Dash to ash
Last week we lost Lydia de Vega when she reached her final destination. While sooner or later, everyone else does, she arrived too soon. At 57, the sprint queen still had so much to live for, like finding the heiress to her greatness. Kristina Marie Knott may have eclipsed Lydia’s running records, but the Fil-Am is not yet anywhere near consistency and longevity of the country’s dear departed track heroine.
Lydia dashed to national prominence with a rare 200m-400m sprint double in the 1981 Southeast Asian Games in Manila. After winning the shorter distance in record time, the young, innocent lass from Meycauayan received a presidential handshake in the stands, captured into one of the most memorable images in regional games history.
Then Lydia ruled the century dash in the 1982 Asiad, the biggest continent’s Olympic equivalent. Four years later she defended her crown as Asia’s fastest woman, a feat unrepeated by any other Asian woman.
In the 1983 Asian athletics championships, she won another sprint double, this time a 100m-200m combination that she reprised in 1987, her stellar year, the same year she ran the 100m in 11.28s, her lifetime and regional best that stood for three decades at least. Although Lydia was reported to have ran an unofficial time of 11.22s during training, worth a medal in the earlier Olympiad.

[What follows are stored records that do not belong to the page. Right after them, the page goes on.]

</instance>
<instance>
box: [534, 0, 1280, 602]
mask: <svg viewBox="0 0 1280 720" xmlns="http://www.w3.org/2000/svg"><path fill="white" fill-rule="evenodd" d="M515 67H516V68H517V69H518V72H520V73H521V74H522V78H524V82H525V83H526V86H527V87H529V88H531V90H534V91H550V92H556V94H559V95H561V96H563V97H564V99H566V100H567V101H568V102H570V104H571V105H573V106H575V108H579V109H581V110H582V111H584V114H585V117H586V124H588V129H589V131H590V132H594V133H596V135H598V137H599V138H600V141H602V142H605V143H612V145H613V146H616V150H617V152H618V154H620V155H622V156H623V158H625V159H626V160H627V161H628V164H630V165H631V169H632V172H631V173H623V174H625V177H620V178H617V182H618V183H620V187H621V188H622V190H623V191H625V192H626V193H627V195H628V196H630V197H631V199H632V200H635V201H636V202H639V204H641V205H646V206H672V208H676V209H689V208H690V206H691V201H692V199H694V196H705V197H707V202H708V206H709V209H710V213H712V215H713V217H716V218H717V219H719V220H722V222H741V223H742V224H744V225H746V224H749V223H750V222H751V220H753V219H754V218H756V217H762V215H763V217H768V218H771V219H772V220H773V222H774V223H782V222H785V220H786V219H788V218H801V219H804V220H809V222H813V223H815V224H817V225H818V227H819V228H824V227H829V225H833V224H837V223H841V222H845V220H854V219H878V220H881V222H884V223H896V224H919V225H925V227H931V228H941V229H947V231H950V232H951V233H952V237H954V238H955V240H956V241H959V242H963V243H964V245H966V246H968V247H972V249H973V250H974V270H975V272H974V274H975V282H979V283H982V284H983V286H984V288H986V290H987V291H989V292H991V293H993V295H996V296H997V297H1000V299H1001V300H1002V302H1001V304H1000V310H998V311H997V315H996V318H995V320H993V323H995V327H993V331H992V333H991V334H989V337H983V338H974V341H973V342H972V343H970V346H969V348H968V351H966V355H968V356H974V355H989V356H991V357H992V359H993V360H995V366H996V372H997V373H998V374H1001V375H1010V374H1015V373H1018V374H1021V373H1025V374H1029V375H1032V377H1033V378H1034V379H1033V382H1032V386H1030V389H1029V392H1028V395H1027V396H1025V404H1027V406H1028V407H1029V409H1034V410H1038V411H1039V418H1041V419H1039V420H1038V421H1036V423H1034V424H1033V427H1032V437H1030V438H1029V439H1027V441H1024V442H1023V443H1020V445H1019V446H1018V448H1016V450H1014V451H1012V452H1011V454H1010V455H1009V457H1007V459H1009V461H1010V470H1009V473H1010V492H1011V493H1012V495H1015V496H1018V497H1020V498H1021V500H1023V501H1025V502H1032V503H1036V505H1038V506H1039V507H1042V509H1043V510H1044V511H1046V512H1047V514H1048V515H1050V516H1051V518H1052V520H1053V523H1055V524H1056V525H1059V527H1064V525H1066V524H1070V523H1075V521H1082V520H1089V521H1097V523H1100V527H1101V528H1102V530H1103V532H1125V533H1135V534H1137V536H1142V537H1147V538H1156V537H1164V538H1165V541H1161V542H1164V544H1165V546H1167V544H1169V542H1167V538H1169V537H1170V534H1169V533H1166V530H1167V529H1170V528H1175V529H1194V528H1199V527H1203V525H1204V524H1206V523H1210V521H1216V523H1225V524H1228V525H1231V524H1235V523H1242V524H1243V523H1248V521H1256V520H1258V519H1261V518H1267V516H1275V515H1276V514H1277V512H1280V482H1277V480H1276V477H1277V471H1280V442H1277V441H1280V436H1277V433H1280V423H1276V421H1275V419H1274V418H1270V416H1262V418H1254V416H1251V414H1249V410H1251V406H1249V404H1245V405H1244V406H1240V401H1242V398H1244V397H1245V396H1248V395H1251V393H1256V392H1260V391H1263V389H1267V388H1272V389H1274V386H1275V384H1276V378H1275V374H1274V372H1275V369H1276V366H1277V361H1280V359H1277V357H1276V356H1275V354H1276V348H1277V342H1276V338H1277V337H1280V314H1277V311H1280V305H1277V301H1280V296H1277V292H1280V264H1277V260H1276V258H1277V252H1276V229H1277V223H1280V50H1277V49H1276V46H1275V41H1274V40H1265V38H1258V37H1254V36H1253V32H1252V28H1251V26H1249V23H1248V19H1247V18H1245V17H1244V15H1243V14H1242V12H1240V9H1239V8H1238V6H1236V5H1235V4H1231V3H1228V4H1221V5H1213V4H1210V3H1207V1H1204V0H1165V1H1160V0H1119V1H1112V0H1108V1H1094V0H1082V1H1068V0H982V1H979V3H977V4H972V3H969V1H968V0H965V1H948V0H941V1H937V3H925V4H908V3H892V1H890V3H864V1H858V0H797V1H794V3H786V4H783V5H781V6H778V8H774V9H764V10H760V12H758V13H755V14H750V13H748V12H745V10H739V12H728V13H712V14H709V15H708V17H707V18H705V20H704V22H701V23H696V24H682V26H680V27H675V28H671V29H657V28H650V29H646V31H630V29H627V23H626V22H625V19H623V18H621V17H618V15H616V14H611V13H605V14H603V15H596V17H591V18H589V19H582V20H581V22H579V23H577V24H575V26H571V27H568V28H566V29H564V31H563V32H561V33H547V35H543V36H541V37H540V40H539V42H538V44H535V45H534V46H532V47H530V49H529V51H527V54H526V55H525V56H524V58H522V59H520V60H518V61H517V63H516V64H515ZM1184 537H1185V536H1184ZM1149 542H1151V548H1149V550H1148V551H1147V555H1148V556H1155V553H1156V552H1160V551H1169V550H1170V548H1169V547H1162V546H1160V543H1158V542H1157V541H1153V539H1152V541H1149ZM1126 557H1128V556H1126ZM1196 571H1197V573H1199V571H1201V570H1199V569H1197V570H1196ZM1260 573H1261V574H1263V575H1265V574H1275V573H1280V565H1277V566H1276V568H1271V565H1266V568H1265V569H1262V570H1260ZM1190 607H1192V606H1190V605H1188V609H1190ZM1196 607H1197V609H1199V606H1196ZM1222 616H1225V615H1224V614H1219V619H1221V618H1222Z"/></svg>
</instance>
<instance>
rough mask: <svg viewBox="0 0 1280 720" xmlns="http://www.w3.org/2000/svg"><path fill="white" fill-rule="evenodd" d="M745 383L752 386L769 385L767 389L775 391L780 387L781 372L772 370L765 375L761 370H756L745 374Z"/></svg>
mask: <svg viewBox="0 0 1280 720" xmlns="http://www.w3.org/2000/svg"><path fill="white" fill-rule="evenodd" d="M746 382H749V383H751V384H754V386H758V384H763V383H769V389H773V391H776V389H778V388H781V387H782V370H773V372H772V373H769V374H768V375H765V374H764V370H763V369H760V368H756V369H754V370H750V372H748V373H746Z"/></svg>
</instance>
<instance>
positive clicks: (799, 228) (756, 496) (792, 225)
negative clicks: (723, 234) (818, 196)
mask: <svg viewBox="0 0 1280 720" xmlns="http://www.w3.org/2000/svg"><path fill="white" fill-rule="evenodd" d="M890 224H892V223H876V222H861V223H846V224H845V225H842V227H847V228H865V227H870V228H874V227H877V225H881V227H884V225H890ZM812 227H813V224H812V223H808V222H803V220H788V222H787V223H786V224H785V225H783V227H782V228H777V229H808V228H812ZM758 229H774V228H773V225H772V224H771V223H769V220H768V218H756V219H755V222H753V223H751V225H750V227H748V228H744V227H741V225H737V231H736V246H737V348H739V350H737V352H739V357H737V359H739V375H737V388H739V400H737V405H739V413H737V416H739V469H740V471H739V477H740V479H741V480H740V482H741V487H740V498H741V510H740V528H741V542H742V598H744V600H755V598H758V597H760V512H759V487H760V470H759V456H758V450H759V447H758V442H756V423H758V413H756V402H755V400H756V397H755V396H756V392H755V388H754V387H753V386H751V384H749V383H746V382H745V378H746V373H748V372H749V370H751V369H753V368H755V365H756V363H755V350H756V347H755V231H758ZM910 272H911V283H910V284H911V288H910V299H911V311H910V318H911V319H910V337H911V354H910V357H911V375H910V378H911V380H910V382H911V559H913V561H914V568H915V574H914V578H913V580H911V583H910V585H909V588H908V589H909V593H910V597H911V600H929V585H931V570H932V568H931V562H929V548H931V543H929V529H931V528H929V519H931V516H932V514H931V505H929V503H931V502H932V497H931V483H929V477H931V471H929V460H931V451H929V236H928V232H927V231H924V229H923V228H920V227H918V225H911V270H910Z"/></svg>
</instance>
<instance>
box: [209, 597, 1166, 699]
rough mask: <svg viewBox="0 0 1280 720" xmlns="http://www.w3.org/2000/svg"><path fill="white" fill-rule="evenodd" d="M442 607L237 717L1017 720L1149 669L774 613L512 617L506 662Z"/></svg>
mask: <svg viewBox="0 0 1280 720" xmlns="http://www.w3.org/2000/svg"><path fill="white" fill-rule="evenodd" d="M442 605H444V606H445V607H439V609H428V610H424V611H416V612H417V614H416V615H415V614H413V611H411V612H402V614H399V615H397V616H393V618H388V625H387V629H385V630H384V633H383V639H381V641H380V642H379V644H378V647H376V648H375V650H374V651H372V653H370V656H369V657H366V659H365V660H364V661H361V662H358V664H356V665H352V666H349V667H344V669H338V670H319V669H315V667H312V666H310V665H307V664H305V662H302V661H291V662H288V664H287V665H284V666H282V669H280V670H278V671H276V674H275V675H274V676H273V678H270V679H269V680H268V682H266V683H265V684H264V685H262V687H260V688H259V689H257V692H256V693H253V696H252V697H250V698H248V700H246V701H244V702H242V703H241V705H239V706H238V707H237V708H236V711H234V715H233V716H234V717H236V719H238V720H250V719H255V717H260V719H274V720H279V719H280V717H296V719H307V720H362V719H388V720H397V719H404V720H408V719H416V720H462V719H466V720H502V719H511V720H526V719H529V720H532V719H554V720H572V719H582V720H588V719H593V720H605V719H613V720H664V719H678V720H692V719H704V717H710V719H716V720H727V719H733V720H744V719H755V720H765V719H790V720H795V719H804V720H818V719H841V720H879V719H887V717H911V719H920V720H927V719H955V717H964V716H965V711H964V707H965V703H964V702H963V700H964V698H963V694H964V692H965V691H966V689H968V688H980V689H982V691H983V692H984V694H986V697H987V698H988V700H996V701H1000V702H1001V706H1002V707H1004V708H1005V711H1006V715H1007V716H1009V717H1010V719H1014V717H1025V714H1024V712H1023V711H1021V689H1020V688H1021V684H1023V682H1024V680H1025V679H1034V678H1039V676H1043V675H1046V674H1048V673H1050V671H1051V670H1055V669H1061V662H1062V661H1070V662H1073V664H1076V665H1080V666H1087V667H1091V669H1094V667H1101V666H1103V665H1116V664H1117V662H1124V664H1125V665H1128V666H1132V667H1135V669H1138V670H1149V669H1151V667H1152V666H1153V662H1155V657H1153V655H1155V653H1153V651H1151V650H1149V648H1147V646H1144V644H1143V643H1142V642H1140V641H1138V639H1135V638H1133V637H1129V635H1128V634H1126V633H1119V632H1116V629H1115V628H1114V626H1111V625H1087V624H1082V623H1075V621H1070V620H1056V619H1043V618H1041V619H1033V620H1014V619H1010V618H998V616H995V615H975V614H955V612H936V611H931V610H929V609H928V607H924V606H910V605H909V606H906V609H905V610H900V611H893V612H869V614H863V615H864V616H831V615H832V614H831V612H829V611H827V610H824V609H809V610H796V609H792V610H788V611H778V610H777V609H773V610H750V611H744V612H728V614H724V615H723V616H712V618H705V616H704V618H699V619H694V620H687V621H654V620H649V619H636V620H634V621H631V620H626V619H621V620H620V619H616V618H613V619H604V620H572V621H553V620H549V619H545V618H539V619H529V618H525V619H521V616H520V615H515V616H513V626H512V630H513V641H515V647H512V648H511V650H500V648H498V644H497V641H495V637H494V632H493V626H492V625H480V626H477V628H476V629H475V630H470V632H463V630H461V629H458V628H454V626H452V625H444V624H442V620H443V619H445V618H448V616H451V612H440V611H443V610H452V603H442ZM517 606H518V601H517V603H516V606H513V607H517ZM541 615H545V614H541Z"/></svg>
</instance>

Then she disappeared into the warm embrace of her family, but came back to some unwelcoming arms. In 1991, Lydia ran her most memorable race right on home tracks, not only because she raced against a vastly improved Malaysian rival, more so because she disproved some Filipino sports officials, one of which publicly doubted her ability to win another gold. Then a wife, a mother and older, Lydia rose to the occasion, and persecution, and ran even faster in her trademark vindicating delivery of her vindictive best when lowly, or slowly, regarded.
Officials officiate to bring out athletic best, but in a country of insensitivity, they obfuscate, even the glitter of gold. EJ Obiena is not a case of first impression, his is a case of repetition. In that dramatic comeback from retirement, Lydia not only ran to regain lost glory, but to prove motherhood does not make a woman wimpy. It instead gives her strength unknown to males, to bear a burden unbearable to men.
While Lydia did not qualify beyond any worlds or Olympic quarterfinal spotlight, she was spotless. Her personal best time may be meters away from the fastest time ever ran by a woman, but the Filipina speed marvel was organic and authentic. She never failed any test for banned substances.
Her body of evidence of a clear conscience is her own body – no bulging, synthetic muscles suspicious of drug use. She was naturally tall, toned and bronzed – attributes that once licensed her to catwalk, just as she skywalked to long jump gold in her golden year in 1987. She too acted in a movie about her story. But art did not imitate her, or her life. She herself was the art who sped like poetry in motion that sparked a beacon of emotions, of national warmth, pride and glory. She may have ashed to mortality, but for several times she dashed to athletic immortality.